Notes of Multi-agent deep reinforcement learning: a survey

Citation:
Gronauer, Sven, and Klaus Diepold. “Multi-Agent Deep Reinforcement Learning: A Survey.” The Artificial intelligence review 55.2 (2022): 895–943. Print.

Links:
Notes of Multi-agent deep reinforcement learning: a survey (1)
Notes of Multi-agent deep reinforcement learning: a survey (2)
Notes of Multi-agent deep reinforcement learning: a survey (3)
...

Introduction

  • What is a multi-agent system?
    A multi-agent system describes multiple distributed entities—so-called agents—which
    take decisions autonomously and interact within a shared environment (Weiss 1999).

  • How do agents work?
    Each agent seeks to accomplish an assigned goal for which a broad set of skills might be required to build intelligent behavior. Depending on the task, an intricate interplay between agents can occur such that agents start to collaborate or act competitively to excel opponents.

  • Why RL?
    Specifying intelligent behavior a-priori through programming is a tough, if not impossible, task for complex systems.
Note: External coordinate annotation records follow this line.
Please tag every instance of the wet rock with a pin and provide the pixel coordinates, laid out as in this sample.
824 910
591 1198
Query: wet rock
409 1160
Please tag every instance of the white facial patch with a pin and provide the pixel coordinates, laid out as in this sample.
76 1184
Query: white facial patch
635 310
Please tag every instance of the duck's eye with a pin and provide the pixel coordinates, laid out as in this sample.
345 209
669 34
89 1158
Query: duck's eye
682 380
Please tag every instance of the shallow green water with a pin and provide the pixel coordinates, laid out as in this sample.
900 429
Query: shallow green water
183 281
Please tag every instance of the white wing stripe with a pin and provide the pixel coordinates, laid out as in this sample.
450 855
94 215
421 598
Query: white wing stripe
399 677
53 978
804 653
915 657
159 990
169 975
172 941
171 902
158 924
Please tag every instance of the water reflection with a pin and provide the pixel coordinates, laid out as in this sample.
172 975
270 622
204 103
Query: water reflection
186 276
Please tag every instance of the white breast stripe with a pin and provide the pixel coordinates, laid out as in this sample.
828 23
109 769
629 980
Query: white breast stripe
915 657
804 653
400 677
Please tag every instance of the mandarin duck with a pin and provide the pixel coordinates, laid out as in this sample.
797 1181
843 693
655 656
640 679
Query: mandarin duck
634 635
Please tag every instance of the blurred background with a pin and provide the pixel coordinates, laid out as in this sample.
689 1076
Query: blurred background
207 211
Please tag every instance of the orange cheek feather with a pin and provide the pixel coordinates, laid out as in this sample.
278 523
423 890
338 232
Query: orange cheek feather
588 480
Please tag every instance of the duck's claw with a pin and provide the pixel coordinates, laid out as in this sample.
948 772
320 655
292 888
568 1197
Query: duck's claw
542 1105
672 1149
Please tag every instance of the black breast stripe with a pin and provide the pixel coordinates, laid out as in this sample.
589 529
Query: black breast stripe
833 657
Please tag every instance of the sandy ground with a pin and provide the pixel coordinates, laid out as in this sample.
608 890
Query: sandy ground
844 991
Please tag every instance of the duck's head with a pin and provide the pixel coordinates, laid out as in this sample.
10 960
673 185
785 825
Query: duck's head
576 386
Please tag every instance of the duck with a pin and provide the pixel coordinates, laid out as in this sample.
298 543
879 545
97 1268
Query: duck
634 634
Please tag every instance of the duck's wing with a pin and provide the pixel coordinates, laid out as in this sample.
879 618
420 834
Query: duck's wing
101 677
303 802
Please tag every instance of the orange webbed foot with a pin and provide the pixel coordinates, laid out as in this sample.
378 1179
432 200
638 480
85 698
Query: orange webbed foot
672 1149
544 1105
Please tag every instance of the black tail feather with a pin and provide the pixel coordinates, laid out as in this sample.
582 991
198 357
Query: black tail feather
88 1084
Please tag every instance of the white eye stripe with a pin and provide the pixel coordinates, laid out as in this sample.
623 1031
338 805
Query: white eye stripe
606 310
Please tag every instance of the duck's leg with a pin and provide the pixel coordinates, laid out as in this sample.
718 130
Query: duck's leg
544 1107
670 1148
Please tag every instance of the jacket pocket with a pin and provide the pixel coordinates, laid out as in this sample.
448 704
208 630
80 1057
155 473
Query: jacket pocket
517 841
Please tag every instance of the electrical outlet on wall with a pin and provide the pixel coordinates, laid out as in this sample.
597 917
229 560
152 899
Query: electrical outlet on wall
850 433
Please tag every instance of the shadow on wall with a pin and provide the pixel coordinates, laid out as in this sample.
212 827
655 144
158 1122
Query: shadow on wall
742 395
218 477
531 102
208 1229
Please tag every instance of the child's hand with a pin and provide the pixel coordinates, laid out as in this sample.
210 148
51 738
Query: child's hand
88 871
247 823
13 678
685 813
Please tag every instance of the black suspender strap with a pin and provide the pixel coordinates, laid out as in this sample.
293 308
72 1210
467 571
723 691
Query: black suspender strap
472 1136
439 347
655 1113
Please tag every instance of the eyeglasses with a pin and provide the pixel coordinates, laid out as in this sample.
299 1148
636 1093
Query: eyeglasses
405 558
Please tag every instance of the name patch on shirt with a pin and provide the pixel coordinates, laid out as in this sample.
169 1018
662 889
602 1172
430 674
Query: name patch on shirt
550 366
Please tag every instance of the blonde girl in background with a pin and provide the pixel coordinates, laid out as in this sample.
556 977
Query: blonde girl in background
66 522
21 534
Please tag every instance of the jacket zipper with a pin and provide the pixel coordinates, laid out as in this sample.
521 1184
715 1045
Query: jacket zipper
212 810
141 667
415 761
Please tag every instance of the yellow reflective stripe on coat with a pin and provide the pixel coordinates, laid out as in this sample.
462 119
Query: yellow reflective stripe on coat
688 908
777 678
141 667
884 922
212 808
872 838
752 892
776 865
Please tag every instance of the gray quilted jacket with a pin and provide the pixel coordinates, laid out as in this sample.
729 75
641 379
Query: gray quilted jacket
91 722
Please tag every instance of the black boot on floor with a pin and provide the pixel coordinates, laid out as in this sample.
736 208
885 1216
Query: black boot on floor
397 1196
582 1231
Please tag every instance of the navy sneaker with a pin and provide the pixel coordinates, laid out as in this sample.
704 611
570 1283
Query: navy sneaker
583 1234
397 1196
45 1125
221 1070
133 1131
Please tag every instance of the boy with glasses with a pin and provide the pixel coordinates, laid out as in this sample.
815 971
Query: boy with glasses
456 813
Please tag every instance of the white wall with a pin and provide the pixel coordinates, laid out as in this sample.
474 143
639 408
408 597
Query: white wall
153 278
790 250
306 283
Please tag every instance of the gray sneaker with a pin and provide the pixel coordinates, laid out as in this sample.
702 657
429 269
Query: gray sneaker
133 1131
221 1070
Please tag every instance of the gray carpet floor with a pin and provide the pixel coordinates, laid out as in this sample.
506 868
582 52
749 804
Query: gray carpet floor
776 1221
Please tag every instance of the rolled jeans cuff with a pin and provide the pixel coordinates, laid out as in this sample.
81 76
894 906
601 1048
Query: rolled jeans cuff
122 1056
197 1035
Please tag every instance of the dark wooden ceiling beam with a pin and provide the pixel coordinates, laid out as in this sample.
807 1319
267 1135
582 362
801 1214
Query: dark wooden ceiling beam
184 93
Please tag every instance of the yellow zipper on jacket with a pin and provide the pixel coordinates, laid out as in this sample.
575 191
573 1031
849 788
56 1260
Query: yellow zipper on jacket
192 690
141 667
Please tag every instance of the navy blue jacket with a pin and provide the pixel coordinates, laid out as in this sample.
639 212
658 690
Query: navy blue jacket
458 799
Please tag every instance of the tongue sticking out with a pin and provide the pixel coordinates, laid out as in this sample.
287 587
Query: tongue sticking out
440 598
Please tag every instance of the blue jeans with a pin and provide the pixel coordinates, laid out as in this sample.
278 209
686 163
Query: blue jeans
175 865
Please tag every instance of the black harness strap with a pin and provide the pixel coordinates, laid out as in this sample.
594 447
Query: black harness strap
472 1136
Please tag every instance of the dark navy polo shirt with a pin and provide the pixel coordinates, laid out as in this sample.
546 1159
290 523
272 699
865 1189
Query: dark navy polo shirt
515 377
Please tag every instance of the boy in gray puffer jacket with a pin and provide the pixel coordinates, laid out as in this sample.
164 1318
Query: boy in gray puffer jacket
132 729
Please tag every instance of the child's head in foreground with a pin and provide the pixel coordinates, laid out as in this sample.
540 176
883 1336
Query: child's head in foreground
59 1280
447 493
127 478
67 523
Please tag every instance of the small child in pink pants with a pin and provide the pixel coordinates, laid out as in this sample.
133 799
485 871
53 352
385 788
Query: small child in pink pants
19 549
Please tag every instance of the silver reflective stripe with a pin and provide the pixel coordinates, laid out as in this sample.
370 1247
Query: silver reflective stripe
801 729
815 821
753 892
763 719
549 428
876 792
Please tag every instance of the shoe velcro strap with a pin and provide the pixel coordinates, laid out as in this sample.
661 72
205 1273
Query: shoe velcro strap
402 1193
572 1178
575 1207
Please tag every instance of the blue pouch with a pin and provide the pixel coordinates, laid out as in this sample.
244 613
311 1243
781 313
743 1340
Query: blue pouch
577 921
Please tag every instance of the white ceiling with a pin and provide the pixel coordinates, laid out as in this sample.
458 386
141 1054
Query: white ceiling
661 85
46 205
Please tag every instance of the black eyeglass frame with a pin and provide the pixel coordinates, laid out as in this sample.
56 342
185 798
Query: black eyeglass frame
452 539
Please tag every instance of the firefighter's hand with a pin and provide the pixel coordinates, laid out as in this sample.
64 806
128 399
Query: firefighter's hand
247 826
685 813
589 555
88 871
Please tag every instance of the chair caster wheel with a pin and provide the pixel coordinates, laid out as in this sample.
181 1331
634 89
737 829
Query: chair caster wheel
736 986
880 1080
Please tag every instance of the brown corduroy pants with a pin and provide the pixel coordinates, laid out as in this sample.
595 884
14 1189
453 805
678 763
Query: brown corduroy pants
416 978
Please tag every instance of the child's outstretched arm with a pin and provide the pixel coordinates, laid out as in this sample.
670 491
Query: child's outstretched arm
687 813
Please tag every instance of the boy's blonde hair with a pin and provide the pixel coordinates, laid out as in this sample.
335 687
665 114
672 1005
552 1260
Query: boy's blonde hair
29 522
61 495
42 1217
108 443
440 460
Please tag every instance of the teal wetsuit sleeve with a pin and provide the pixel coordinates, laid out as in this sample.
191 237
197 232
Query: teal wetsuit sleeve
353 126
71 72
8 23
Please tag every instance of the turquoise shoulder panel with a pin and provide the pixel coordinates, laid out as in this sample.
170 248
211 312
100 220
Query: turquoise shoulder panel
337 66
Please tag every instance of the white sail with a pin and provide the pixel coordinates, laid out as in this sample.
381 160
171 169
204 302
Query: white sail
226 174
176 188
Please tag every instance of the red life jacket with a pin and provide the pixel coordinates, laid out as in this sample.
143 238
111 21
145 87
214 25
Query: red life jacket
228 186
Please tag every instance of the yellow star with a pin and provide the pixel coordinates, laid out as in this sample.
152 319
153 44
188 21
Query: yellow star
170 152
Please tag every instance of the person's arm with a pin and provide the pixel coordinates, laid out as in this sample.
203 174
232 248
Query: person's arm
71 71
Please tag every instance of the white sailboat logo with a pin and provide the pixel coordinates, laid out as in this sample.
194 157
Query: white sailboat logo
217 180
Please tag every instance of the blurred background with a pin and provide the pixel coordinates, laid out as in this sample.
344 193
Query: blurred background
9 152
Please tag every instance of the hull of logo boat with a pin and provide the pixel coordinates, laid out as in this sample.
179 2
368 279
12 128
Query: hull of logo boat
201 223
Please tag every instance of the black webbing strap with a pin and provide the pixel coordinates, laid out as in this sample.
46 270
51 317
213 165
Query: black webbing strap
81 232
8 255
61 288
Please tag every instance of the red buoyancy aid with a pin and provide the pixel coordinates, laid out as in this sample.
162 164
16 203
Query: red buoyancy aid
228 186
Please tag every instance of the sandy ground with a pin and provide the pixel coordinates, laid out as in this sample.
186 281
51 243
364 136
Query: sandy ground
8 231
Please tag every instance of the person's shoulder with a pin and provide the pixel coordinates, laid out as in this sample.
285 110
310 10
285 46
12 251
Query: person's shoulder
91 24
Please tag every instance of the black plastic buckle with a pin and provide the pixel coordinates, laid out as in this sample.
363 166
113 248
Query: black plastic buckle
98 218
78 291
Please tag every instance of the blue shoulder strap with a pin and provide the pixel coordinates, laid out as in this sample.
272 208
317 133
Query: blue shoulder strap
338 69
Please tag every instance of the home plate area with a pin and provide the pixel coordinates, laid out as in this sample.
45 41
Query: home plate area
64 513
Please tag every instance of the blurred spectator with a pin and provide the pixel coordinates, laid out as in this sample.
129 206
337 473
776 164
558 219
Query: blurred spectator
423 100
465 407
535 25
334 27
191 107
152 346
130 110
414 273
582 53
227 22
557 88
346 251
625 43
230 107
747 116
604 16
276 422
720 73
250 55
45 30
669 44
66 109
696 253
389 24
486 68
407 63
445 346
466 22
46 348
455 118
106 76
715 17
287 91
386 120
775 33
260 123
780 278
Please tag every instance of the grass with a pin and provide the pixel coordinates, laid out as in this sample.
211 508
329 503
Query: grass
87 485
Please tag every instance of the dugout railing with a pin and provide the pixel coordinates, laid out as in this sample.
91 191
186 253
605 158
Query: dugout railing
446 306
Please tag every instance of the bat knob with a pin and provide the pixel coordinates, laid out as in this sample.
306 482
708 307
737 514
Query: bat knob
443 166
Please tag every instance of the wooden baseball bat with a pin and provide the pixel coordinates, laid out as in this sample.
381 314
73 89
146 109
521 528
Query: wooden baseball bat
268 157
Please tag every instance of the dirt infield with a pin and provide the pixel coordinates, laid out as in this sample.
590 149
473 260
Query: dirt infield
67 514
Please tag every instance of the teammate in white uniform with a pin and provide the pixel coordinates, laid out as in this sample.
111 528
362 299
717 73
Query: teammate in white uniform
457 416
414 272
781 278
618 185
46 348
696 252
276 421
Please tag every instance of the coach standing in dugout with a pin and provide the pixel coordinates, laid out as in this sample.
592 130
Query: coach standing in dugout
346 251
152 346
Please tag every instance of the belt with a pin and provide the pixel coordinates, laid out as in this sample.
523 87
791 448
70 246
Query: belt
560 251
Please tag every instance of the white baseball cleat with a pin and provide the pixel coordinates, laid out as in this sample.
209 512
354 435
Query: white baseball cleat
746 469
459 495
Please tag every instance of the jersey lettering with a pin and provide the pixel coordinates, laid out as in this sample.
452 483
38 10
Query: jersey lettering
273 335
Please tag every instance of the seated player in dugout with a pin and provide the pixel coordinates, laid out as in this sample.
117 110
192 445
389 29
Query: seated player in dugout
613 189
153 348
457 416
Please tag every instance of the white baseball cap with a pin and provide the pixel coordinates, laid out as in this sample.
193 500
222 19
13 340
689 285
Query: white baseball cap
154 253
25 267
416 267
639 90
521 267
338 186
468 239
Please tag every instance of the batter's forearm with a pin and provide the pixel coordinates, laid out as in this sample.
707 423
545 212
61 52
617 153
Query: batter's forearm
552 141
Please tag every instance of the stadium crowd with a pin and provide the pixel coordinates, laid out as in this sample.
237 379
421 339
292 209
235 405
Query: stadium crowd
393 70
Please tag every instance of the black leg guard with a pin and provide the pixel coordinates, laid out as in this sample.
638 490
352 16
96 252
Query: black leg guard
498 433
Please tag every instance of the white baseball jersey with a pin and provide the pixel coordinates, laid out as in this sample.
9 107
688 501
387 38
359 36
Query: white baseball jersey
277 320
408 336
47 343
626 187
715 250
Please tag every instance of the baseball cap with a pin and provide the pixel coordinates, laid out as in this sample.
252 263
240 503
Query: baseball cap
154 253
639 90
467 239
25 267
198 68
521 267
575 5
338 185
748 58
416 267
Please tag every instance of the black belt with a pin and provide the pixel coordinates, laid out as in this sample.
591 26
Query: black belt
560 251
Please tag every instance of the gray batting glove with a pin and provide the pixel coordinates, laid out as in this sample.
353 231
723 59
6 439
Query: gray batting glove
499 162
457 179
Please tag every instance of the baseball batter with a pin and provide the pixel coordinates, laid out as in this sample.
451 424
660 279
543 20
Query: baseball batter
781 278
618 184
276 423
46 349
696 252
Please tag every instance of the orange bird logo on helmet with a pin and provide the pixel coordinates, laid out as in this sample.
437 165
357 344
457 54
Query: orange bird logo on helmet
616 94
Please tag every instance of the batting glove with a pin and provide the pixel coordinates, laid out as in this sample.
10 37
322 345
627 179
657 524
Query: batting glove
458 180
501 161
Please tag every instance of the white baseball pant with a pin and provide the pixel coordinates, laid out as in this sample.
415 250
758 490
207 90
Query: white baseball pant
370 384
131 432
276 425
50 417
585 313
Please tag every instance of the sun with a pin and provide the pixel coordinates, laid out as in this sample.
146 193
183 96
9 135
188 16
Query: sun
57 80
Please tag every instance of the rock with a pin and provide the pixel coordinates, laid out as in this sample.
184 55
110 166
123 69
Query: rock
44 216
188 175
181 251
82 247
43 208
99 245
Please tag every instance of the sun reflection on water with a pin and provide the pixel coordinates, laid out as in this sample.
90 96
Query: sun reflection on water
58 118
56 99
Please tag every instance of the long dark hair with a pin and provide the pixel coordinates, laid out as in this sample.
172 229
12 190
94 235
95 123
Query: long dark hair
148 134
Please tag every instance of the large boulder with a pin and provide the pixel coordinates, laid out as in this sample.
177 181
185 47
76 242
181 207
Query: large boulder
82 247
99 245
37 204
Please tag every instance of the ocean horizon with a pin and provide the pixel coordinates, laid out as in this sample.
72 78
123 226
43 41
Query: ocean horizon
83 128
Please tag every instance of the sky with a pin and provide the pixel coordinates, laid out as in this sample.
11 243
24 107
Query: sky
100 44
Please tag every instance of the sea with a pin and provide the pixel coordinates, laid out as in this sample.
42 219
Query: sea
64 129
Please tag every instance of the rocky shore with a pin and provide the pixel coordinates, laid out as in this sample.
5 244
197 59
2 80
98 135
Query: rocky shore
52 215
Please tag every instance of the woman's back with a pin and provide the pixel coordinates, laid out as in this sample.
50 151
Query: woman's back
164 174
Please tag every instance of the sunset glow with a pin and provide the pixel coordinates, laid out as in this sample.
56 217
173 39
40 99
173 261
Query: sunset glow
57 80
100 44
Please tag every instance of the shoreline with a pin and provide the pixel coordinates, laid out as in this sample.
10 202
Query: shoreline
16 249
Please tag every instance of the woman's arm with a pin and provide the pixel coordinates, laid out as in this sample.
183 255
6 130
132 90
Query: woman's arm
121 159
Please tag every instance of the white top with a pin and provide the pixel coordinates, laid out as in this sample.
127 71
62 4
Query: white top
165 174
Therefore, agents require the ability to adapt and learn over time by themselves.

  • RL history
    The ML epoch
    Stone and Veloso (2000)
    analyzed multi-agent systems from a machine learning perspective and classified the reviewed literature according to heterogeneous and homogeneous agent structures as well as communication skills.
    discussed issues associated with each classification.

    Shoham et al. (2003)
    criticized the ill-posed problem statement of MARL which is in the authors’ opinion unclear and called for more grounded research.
    proposed a coherent research agenda which includes four directions for future research.

    Yang and Gu (2004)
    reviewed algorithms and pointed out that the main difficulty lies in the generalization to continuous action and state spaces and in the scaling to many agents.

    Busoniu et al. (2008)
    presented selected algorithms and discussed benefits as well as challenges of MARL. Benefits include computational speed-ups and the possibility of experience sharing between agents. In contrast, drawbacks are the specification of meaningful goals, the non-stationarity of the environment, and the need for coherent coordination in cooperative games.
    posed challenges such as the exponential increase of computational complexity with the number of agents and the alter-exploration problem where agents must gauge between the acquisition of new knowledge and the exploitation of current knowledge.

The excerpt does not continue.